The National Archives of Myanmar, officially known as the Department of National Archives (NAD), is an agency of the Burmese government charged with collecting, safeguarding, and conserving national records and archives. The National Archives are housed in Naypyidaw's Ottarathiri Township and in Yangon's Dagon Township. The National Archives provides reference services and access to local and foreign researchers.

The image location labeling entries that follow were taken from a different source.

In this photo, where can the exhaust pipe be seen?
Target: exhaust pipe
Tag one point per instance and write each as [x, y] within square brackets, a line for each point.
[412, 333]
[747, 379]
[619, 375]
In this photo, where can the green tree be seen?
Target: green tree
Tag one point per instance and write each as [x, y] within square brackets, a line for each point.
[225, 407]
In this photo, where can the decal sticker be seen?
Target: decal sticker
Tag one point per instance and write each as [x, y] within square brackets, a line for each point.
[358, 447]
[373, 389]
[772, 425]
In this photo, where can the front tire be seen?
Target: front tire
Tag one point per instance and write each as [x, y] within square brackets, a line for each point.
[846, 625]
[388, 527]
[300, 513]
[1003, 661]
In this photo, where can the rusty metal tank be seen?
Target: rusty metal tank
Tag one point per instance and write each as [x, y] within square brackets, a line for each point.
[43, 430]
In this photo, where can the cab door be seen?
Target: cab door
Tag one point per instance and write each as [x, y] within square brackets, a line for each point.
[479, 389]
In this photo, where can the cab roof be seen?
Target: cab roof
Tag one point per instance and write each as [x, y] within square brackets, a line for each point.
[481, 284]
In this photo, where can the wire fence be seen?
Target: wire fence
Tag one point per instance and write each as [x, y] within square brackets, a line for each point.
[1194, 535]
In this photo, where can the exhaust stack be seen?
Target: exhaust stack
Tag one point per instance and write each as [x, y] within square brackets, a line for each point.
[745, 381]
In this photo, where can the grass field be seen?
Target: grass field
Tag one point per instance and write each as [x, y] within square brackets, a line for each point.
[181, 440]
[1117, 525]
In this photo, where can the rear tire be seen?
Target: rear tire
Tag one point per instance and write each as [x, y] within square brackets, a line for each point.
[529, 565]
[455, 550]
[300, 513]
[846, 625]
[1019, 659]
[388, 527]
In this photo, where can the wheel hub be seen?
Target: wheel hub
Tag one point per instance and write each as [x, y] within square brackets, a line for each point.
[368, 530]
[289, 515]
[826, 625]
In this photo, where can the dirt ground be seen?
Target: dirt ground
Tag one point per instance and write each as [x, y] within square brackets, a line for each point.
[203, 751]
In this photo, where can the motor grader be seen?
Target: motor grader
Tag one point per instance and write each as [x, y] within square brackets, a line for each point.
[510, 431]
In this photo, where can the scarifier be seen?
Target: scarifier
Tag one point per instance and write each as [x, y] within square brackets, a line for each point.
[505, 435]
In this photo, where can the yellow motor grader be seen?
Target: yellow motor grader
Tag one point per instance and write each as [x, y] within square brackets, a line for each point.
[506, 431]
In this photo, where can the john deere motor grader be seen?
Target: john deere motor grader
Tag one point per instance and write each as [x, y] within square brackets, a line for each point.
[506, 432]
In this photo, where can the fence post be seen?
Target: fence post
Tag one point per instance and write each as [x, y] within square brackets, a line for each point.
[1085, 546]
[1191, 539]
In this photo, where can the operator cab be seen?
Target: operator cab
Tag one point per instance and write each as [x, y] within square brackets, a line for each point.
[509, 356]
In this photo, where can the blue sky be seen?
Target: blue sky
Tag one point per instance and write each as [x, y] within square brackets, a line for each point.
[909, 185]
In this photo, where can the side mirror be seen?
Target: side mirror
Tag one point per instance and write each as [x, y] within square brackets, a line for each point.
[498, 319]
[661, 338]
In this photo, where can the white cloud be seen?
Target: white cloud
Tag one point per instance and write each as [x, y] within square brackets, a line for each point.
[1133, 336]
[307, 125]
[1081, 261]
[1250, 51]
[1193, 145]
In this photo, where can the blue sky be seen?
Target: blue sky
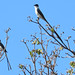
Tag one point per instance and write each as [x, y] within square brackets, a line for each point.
[14, 13]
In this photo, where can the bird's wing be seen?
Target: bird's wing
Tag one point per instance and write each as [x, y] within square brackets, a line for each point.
[41, 14]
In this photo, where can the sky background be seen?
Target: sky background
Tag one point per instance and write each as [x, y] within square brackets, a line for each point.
[14, 13]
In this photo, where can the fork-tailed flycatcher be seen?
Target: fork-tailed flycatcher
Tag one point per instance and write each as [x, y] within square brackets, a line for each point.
[2, 46]
[40, 14]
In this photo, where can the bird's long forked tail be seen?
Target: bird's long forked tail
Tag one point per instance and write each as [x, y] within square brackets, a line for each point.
[55, 33]
[8, 63]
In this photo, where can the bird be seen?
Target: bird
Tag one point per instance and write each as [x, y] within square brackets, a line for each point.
[2, 47]
[39, 13]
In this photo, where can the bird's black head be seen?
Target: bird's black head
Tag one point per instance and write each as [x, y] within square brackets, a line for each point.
[36, 5]
[0, 41]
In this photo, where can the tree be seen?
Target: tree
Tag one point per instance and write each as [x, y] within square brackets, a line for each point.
[42, 52]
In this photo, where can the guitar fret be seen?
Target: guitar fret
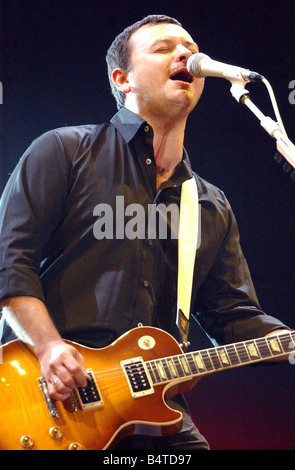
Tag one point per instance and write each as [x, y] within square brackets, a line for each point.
[198, 361]
[172, 367]
[224, 358]
[207, 360]
[252, 350]
[232, 354]
[151, 372]
[155, 372]
[166, 368]
[161, 370]
[263, 347]
[178, 367]
[185, 365]
[192, 364]
[214, 359]
[242, 352]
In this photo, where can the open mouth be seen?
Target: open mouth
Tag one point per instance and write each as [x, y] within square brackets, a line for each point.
[182, 75]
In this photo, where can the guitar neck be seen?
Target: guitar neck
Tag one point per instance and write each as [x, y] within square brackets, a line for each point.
[210, 360]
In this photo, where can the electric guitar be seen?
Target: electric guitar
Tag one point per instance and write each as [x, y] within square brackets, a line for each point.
[126, 395]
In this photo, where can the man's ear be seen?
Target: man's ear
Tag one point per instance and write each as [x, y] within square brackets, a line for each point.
[120, 79]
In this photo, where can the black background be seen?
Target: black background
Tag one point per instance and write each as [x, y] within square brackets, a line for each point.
[53, 74]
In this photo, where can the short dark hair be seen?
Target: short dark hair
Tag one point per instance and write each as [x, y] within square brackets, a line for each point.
[118, 54]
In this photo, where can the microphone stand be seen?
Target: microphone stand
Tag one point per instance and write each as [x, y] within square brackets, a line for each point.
[284, 146]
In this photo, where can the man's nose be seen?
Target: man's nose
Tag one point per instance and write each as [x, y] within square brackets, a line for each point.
[182, 54]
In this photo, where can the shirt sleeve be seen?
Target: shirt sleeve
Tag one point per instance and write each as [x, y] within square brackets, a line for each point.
[226, 305]
[30, 208]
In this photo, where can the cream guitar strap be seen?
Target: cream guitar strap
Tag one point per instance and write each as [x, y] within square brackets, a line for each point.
[188, 239]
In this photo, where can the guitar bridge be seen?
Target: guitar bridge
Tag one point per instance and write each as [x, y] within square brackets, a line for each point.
[89, 397]
[138, 377]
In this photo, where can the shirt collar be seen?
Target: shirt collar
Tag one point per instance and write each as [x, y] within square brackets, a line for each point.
[127, 123]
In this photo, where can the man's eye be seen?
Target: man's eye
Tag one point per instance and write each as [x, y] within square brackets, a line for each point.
[164, 49]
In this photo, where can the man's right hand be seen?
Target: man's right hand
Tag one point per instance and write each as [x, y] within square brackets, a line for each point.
[63, 368]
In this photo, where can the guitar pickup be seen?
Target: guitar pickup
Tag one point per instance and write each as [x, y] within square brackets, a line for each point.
[89, 397]
[138, 377]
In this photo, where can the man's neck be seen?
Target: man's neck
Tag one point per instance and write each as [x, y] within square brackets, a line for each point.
[168, 142]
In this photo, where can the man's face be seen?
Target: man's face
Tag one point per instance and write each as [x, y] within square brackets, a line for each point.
[158, 79]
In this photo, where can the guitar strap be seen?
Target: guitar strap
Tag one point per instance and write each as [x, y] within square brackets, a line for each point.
[188, 238]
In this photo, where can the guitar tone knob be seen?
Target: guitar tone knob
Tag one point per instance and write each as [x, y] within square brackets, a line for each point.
[27, 441]
[75, 446]
[55, 432]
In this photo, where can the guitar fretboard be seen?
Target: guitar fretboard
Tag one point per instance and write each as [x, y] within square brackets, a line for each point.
[222, 357]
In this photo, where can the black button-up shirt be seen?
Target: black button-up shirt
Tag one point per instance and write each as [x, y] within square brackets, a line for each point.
[97, 288]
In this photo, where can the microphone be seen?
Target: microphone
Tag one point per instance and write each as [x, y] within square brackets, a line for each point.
[201, 65]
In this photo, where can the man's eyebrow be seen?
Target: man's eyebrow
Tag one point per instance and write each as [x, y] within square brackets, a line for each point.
[171, 41]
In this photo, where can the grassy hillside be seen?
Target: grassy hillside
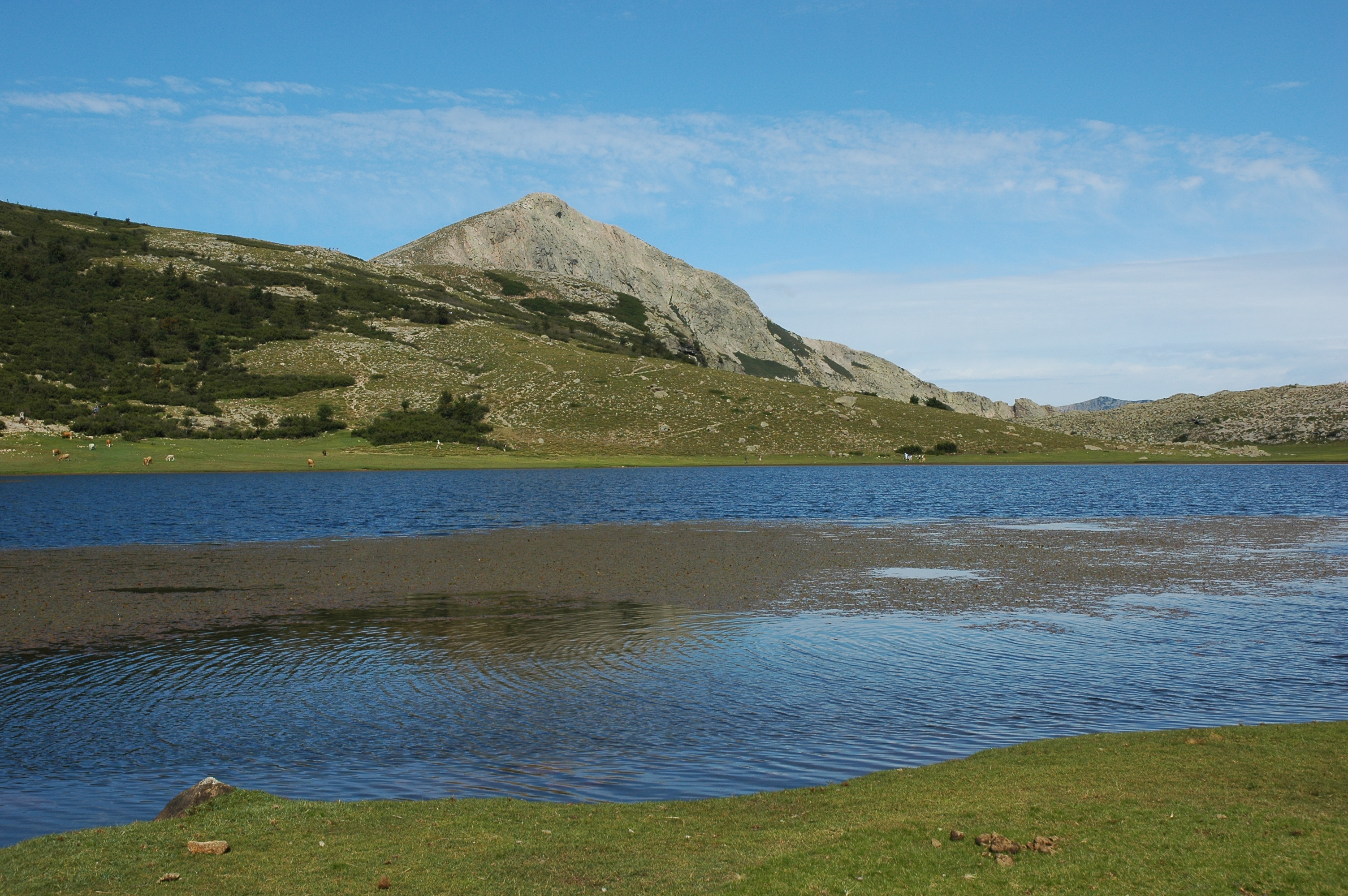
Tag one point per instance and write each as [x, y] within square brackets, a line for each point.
[112, 327]
[572, 399]
[1232, 810]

The National Archives is a member of the International Council on Archives (ICA) and Southeast Asia Regional Branch of International Council on Archives (SARBICA).

== Charter ==
The National Archives are governed by the National Records and Archive Law, first promulgated on 13 September 1990 and amended on 21 February 2007. The Defence Services Historical Research Institute separately maintains records pertaining to the Tatmadaw.

== History ==
The National Archives were preceded by the Library of Secretaries office, which collected only government publications), founded in 1972. The following year, the body was upgraded to a third-grade institution, to a second-grade institution in 1990, and to a first-grade department in 2012. The National Archive headquarters were relocated to Naypyidaw in May 2015.

== Collections ==
The National Archives houses historically significant documents and collections, including 34 parabaik and 5205 palm leaf manuscripts, colonial-era government publications, the Panglong Agreement, the Aung San-Attlee Agreement, the Nu-Attlee Agreement, and the Burmese Declaration of Independence. These records span from the last two kings of the Konbaung dynasty to the present-day. A notable item in the collection is a Maha Bandula palm-leaf manuscript that was transferred from Kolkata's Victoria Museum in 1987.